Una nuova esperienza legata alla GMG di Lisbona è la Città della Gioia, un luogo che unirà il Parco del Perdono e la Fiera delle Vocazioni e dove scoprire Cristo attraverso esperienze di gioia cristiana. I giovani saranno provocati attraverso incontri, eventi, conversazioni, momenti di preghiera. Un modo per mettersi in discussione e confrontarsi con l’altro, con il diverso, sperimentando l’armonia, il perdono di Dio e la sua misericordia.
Un percorso insomma, ricco di stimoli dal Parco del Perdono dove ci saranno a disposizione 150 confessionali, alla Fiera Vocazionale in ci saranno testimonianze sulla vocazione
Maria si alzò e andò in fretta (Lc 1,39) è la citazione biblica scelta da Papa Francesco come motto della Giornata Mondiale della Gioventù che si terrà per la prima volta in Portogallo, nella capitale Lisbona, dall’1 al 6 agosto 2023. La frase biblica apre il racconto della Visitazione (la visita di Maria alla cugina Elisabetta), episodio successivo all’Annunciazione (l’annuncio dell’angelo a Maria che sarebbe stata madre del Figlio di Dio, tema della GMG a Panama).
Durante l’Annunciazione l’angelo dice a Maria che sua cugina, ritenuta sterile, è incinta. Dopo aver risposto all’angelo Ecco la serva del Signore: avvenga per me secondo la tua parola (Lc 1,38), è allora che Maria parte per Ain Karim, un villaggio vicino a Gerusalemme dove Elisabetta viveva e attendeva la nascita di Giovanni, che sarebbe diventato San Giovanni Battista.
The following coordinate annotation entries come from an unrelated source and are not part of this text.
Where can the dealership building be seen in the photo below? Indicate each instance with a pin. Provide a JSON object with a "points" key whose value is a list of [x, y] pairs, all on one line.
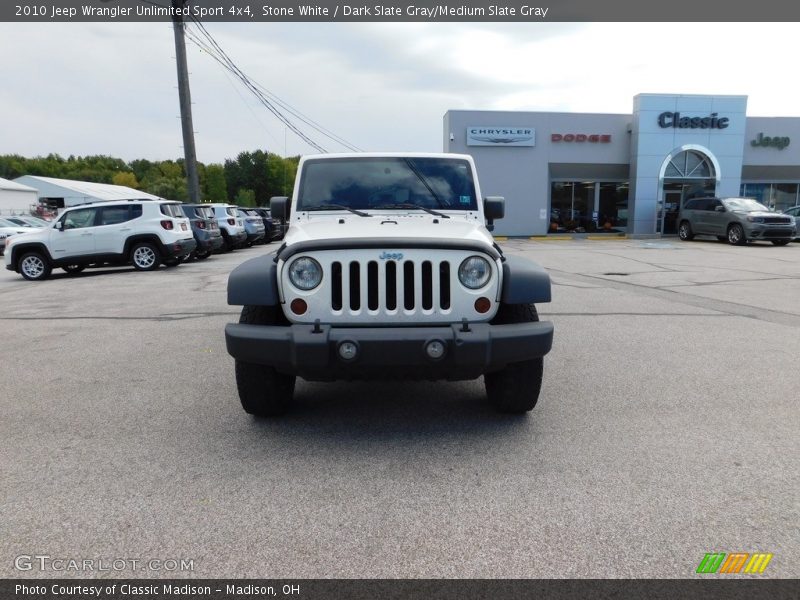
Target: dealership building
{"points": [[586, 172]]}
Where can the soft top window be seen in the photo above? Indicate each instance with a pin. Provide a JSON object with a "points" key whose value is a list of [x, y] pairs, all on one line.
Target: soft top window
{"points": [[386, 183]]}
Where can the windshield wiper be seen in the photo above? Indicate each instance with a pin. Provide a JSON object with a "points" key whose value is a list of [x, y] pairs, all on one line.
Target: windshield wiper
{"points": [[424, 181], [412, 206], [336, 207]]}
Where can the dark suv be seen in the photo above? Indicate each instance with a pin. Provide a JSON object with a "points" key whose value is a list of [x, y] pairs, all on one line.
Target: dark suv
{"points": [[735, 220], [274, 227], [205, 229]]}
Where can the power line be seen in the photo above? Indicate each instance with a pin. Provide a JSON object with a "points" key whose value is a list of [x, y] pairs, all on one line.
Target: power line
{"points": [[268, 99]]}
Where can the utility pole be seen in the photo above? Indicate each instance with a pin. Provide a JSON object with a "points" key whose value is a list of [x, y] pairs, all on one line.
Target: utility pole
{"points": [[189, 152]]}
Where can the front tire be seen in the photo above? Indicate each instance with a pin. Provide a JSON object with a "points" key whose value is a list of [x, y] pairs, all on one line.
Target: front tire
{"points": [[33, 266], [736, 235], [145, 257], [262, 390], [515, 389]]}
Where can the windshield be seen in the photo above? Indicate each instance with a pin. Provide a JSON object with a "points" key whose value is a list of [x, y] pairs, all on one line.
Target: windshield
{"points": [[745, 204], [173, 210], [371, 183]]}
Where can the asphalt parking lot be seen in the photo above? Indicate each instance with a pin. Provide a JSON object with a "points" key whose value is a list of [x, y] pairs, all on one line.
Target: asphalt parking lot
{"points": [[667, 427]]}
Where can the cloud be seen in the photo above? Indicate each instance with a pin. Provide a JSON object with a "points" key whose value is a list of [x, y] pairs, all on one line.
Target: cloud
{"points": [[110, 88]]}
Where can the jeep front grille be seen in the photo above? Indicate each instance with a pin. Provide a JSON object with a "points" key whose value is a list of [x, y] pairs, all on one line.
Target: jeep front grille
{"points": [[385, 285], [414, 286]]}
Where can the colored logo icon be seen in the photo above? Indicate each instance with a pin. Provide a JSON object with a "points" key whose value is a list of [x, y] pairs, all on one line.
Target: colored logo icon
{"points": [[735, 562]]}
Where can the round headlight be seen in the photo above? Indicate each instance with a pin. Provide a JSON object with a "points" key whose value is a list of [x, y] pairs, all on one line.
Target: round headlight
{"points": [[305, 273], [474, 272]]}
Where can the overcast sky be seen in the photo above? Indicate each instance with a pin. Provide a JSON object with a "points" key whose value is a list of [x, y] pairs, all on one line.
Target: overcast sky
{"points": [[81, 88]]}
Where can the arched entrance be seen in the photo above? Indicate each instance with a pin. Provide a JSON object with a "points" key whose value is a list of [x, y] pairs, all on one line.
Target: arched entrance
{"points": [[688, 172]]}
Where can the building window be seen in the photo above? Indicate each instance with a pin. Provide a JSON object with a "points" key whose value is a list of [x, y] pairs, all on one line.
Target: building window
{"points": [[777, 196], [588, 206], [613, 211], [689, 164]]}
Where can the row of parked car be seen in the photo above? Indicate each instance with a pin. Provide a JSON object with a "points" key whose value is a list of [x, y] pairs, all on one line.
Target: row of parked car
{"points": [[144, 233]]}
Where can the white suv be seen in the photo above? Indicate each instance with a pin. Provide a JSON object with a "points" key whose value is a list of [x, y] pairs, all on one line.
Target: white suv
{"points": [[144, 233]]}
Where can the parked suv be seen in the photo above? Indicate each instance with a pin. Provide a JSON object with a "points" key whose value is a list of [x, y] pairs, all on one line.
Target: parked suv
{"points": [[736, 220], [274, 228], [144, 233], [205, 229], [794, 212], [231, 225], [388, 270], [253, 226]]}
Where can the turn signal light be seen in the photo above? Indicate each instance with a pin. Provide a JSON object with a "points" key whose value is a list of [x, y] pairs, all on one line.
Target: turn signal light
{"points": [[298, 306], [482, 305]]}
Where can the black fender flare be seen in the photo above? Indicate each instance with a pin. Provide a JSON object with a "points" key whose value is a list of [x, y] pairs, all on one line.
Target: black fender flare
{"points": [[524, 281], [150, 238], [19, 249], [254, 282]]}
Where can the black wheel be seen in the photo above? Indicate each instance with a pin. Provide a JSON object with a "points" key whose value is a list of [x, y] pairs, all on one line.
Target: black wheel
{"points": [[736, 235], [145, 256], [516, 388], [33, 266], [685, 231], [262, 390]]}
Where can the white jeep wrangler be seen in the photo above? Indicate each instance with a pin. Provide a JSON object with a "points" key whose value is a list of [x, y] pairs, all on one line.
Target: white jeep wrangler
{"points": [[387, 271]]}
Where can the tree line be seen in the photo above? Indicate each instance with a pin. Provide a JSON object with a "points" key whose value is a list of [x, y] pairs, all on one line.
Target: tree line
{"points": [[250, 179]]}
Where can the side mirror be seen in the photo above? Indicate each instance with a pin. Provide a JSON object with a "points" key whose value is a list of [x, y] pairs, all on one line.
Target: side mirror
{"points": [[494, 207], [278, 206]]}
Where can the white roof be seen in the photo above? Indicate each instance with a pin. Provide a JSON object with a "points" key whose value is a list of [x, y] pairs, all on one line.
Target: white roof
{"points": [[5, 184], [100, 191]]}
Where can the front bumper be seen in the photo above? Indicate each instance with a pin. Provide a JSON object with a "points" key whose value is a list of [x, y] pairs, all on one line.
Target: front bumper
{"points": [[179, 248], [767, 232], [311, 352], [254, 236]]}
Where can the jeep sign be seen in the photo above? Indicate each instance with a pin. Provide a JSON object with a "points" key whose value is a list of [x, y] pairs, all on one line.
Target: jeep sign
{"points": [[501, 136]]}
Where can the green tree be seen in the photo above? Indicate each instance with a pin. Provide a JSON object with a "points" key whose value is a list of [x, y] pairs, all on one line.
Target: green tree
{"points": [[127, 179], [245, 197], [215, 189]]}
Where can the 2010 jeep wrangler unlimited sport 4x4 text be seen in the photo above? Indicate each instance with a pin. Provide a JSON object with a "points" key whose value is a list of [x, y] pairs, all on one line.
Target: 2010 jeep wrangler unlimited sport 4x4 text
{"points": [[388, 270]]}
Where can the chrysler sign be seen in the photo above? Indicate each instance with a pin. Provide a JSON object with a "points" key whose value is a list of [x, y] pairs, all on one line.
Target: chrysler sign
{"points": [[501, 136]]}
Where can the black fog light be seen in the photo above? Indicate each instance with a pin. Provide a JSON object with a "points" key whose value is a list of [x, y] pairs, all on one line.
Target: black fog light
{"points": [[348, 350], [435, 349]]}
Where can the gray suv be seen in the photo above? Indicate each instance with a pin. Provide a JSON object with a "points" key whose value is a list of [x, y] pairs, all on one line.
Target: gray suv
{"points": [[735, 220]]}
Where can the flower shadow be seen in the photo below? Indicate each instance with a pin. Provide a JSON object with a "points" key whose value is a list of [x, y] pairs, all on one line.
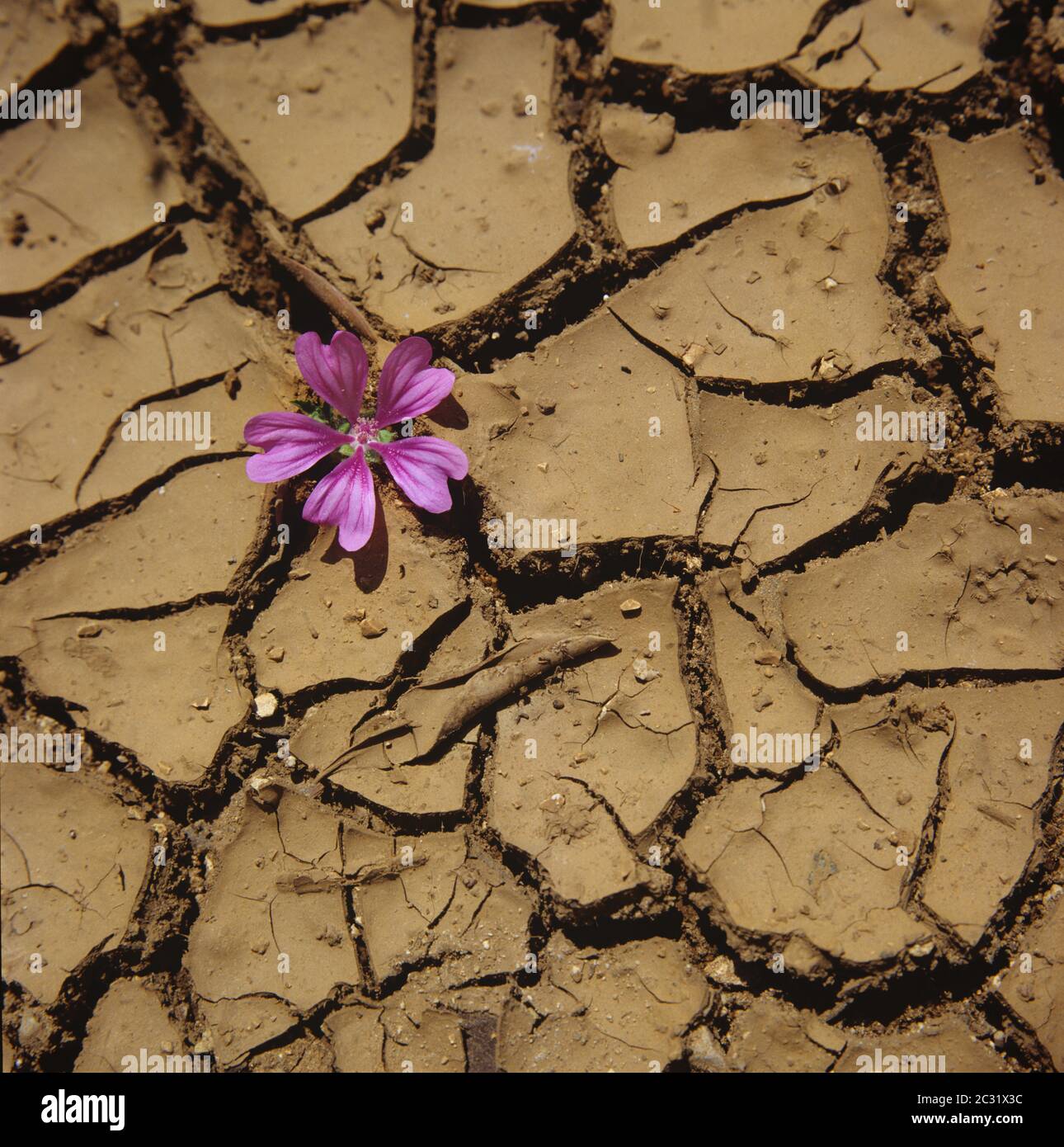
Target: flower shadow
{"points": [[370, 564]]}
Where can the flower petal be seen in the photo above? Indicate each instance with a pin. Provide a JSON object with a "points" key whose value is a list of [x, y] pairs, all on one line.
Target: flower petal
{"points": [[294, 443], [336, 373], [421, 467], [408, 387], [346, 498]]}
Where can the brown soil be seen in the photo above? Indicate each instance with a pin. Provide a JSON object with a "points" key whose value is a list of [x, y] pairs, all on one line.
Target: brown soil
{"points": [[440, 806]]}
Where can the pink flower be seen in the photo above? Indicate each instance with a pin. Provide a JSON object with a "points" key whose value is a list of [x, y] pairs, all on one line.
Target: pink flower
{"points": [[337, 373]]}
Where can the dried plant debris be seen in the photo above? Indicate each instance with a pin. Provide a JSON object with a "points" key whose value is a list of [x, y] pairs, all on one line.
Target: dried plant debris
{"points": [[717, 726]]}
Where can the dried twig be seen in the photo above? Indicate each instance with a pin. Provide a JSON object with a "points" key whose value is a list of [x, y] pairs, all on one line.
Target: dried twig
{"points": [[327, 294]]}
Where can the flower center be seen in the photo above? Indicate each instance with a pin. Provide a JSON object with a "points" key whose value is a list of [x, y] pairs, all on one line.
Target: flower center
{"points": [[364, 432]]}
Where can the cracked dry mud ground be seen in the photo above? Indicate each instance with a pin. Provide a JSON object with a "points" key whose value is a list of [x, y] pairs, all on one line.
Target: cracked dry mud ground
{"points": [[577, 876]]}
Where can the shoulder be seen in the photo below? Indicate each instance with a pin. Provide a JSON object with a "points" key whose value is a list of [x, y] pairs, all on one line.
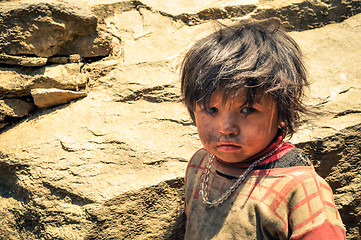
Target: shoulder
{"points": [[197, 161]]}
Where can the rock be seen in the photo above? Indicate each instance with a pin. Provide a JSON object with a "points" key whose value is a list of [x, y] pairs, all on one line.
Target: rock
{"points": [[22, 61], [15, 108], [48, 28], [17, 82], [111, 166], [59, 60], [75, 58], [44, 98]]}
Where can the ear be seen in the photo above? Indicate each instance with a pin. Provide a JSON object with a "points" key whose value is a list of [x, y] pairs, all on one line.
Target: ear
{"points": [[281, 124]]}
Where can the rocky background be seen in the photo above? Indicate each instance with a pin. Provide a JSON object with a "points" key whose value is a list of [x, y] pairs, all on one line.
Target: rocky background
{"points": [[94, 142]]}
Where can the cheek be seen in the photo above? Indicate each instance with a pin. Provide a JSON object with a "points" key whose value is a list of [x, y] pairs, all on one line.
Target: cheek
{"points": [[206, 131]]}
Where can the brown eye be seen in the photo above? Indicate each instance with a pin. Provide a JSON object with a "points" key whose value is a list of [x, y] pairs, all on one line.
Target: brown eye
{"points": [[211, 110], [248, 110]]}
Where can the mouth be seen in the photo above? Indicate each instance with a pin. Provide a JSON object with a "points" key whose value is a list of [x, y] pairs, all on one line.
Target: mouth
{"points": [[228, 147]]}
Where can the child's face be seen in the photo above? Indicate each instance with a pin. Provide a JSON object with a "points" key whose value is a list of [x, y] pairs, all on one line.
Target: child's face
{"points": [[234, 132]]}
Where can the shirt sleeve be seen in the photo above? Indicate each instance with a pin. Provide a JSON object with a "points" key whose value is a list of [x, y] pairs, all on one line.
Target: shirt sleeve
{"points": [[313, 214]]}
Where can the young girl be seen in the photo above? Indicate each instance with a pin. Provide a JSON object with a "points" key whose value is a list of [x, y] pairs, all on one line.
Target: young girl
{"points": [[243, 87]]}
Maria di Nazaret è la grande figura del cammino cristiano: ci insegna a dire di sì a Dio. Nell’episodio biblico della Visitazione l’atto di alzarsi in piedi presenta Maria sia come donna di carità sia come missionaria. Partire in fretta rappresenta l’atteggiamento indicato da Papa Francesco per la GMG di Lisbona: «che l’evangelizzazione dei giovani sia attiva e missionaria, perché così riconosceranno e testimonieranno la presenza del Cristo vivente».
Rivolgendosi in particolare ai giovani, e sfidandoli ad essere coraggiosi missionari, il Papa nell’Esortazione apostolica Christus vivit scrive: «Dove ci invia Gesù? Non ci sono confini, non ci sono limiti: ci invia a tutti. Il Vangelo è per tutti, non per alcuni» (CV 177).
A Lisbona ritroveremo insieme la gioia dell’abbraccio fraterno. Papa Francesco” La Gmg è un pellegrinaggio e non un semplice viaggio: è darsi l’opportunità di lasciarsi raccontare quanto siamo preziosi per il Signore, quanto gli stiamo a cuore; ed è scoprire che la Chiesa siamo noi, sognando di poter far qualcosa per renderla sempre più bella”.